The Devantechs are probably your best bet from everything I've seen and heard. I get my Max's working now and again, but I wouldn't trust 'em in a non-failsafe environment. But you do have to consider risk. How much is it worth if a sensor array freaks out when it starts getting pounded by spurious signals and the bot starts pounding into things?

cross1933
04-01-2009, 01:17 PM
I received my two sensors, Sharp GP2D120 AND THE Devantech SRF04. I set a test area for to test the GP2D120 sensor. I mounted the sensor on a plate about 2" above the surface area. I set a block of aluminum at 1" increments( up to 19") away from the sensor to monitor the analog output.Changing the angle between the sensor and the object by moving the block of aluminum has a effect on the analog output. The output reaches its peak of 2.67 volts at 3" and then drops to .61 volts @ 19". This measurement can have a error factor based on the angle of the test object to the sensor.

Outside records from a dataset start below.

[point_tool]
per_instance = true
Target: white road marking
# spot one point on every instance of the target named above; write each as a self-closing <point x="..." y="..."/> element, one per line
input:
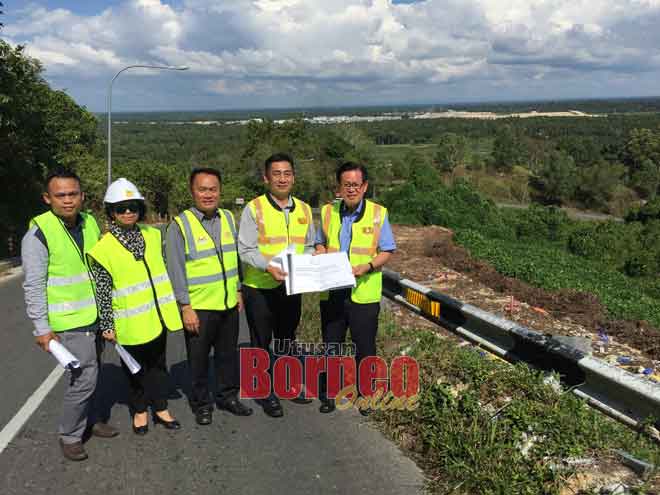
<point x="20" y="418"/>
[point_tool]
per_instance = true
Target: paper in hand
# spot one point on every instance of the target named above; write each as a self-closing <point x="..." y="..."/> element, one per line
<point x="130" y="362"/>
<point x="63" y="356"/>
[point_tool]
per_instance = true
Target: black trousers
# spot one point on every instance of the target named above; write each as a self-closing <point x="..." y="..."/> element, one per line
<point x="272" y="314"/>
<point x="217" y="330"/>
<point x="150" y="386"/>
<point x="338" y="314"/>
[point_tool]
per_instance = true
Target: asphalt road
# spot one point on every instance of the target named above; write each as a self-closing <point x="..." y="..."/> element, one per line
<point x="303" y="452"/>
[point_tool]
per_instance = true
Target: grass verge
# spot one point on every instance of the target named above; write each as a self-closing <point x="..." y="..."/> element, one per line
<point x="485" y="426"/>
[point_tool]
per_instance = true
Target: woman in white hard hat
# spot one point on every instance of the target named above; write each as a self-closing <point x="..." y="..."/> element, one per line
<point x="136" y="301"/>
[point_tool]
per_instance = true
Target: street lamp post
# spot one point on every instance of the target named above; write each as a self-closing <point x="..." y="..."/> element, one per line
<point x="109" y="104"/>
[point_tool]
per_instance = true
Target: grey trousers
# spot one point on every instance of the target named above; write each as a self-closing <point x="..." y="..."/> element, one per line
<point x="80" y="385"/>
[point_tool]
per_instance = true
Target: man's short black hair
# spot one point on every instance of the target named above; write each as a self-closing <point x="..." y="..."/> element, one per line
<point x="60" y="172"/>
<point x="349" y="166"/>
<point x="278" y="157"/>
<point x="204" y="170"/>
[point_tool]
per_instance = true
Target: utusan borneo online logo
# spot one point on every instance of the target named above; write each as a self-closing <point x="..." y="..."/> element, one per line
<point x="293" y="367"/>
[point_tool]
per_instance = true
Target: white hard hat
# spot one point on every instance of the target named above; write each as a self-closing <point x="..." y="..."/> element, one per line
<point x="122" y="190"/>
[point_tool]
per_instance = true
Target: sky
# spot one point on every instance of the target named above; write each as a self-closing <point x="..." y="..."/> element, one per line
<point x="311" y="53"/>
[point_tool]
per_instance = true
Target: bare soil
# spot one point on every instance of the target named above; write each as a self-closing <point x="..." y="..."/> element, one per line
<point x="429" y="256"/>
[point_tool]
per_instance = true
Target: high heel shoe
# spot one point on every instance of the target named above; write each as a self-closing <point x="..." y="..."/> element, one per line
<point x="169" y="425"/>
<point x="141" y="430"/>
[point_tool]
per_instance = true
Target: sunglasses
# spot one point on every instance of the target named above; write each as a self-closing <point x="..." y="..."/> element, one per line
<point x="127" y="206"/>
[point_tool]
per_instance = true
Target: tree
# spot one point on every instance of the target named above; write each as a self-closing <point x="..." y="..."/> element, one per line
<point x="39" y="129"/>
<point x="451" y="151"/>
<point x="598" y="183"/>
<point x="646" y="179"/>
<point x="509" y="149"/>
<point x="556" y="181"/>
<point x="642" y="145"/>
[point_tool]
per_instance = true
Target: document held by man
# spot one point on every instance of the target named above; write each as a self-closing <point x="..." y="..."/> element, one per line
<point x="307" y="273"/>
<point x="63" y="355"/>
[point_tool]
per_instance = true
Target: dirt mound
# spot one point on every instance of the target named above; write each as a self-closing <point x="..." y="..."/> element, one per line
<point x="424" y="251"/>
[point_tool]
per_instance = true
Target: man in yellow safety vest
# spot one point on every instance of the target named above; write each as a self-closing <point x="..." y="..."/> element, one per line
<point x="202" y="261"/>
<point x="271" y="223"/>
<point x="60" y="301"/>
<point x="361" y="229"/>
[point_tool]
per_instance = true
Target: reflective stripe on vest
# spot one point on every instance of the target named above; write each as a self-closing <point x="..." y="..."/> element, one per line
<point x="212" y="284"/>
<point x="274" y="235"/>
<point x="69" y="289"/>
<point x="365" y="235"/>
<point x="135" y="309"/>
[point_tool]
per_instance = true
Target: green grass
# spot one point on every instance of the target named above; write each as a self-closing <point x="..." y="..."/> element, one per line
<point x="545" y="265"/>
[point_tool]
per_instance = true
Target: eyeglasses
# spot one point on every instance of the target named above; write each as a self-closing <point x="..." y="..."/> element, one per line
<point x="287" y="174"/>
<point x="351" y="186"/>
<point x="126" y="206"/>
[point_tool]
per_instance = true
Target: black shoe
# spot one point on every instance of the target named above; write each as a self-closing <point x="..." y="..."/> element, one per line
<point x="235" y="406"/>
<point x="366" y="411"/>
<point x="301" y="399"/>
<point x="327" y="406"/>
<point x="141" y="430"/>
<point x="169" y="425"/>
<point x="204" y="416"/>
<point x="103" y="430"/>
<point x="273" y="408"/>
<point x="73" y="451"/>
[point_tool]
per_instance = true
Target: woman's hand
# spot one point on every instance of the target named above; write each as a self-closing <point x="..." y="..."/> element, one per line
<point x="190" y="319"/>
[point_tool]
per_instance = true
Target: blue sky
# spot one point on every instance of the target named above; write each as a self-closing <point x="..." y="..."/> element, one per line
<point x="284" y="53"/>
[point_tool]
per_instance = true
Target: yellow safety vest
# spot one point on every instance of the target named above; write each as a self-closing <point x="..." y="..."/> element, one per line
<point x="275" y="235"/>
<point x="211" y="269"/>
<point x="69" y="290"/>
<point x="365" y="235"/>
<point x="141" y="289"/>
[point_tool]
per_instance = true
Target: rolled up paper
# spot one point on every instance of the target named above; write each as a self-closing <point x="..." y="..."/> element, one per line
<point x="130" y="362"/>
<point x="62" y="354"/>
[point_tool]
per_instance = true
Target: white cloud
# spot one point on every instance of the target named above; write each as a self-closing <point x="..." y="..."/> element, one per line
<point x="302" y="47"/>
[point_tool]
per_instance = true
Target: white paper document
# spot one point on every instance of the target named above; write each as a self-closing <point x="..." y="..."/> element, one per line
<point x="130" y="362"/>
<point x="63" y="356"/>
<point x="307" y="273"/>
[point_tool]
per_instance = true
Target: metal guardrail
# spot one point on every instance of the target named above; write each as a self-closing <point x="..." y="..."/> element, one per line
<point x="619" y="394"/>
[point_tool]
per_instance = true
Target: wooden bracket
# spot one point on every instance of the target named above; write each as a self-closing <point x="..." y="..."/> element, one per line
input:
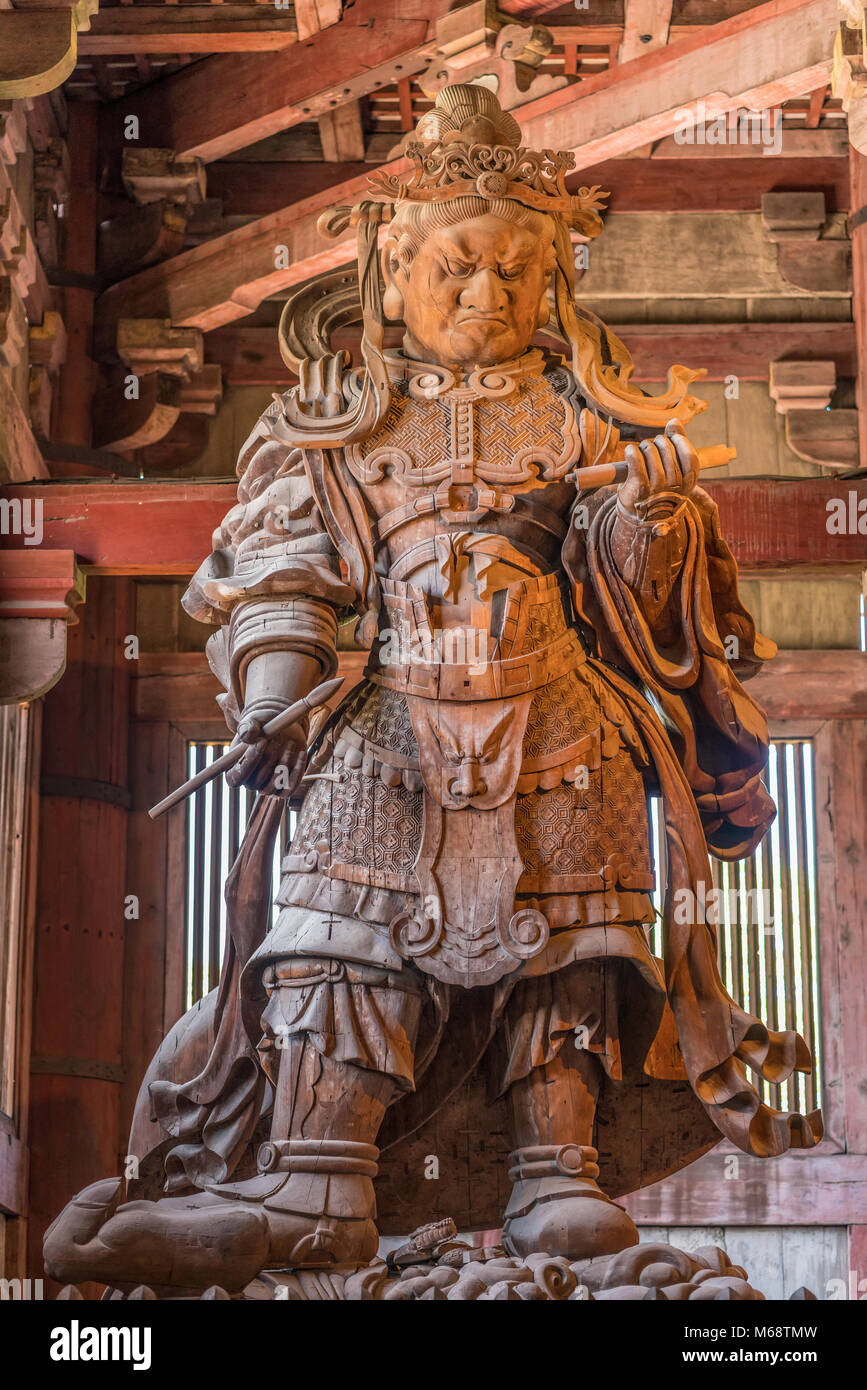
<point x="795" y="224"/>
<point x="39" y="594"/>
<point x="152" y="175"/>
<point x="39" y="47"/>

Prior to to testing the Devantech SRF05 sensor I have a question regarding the amplitude of the trigger input signal. The informaition I have reviewed regarding this sensor only describes the the pulse width. What is the amplitude of the trigger pulse for this sensor?

lnxfergy
04-01-2009, 01:32 PM
The trigger signal is just a 5V pulse.

-Fergs

jes1510
04-01-2009, 01:42 PM
5v for the amplitude of the pulse I think:
http://www.robot-electronics.co.uk/htm/srf05tech.htm

Edit: I got interrupted while typing my reply and thus was beaten by Fergs. Carry on as if nothing happened...

cross1933
04-01-2009, 02:07 PM
Correct, I was low on my signal generator input. I am starting to question the possibility of measuring the echo out on a scope. My read back signal has alot of noise on it, any suggestions on a bench test setup?

jes1510
04-01-2009, 02:16 PM
Are you introducing the noise with the signal generator since the pin in both the input and output? The easiest test method I can think of is to connect it to a microcontroller such as an Arduino and take range measurements under various conditions.

ScuD
04-01-2009, 02:36 PM
You could use your trigger signal as an external trigger for the scope, though the resolution would be lower given the 700us offset, unless you can offset your trigger, though I don't know if all scopes have this ability.

Strange you're getting a lot of noise on the signal though, seems like the power supply should be sufficiently decoupled on the SRF itself. Maybe a schmitt trigger or comparator setup?

cross1933
04-02-2009, 06:02 AM
Noise was from bad connection. What is used to generate the trigger pulse on a robot?

jes1510
04-02-2009, 07:48 AM
In your case you would probably use the Arduino.

Set the pin as an output. Send the pulse. Set the pin as an input. Read the pulse width.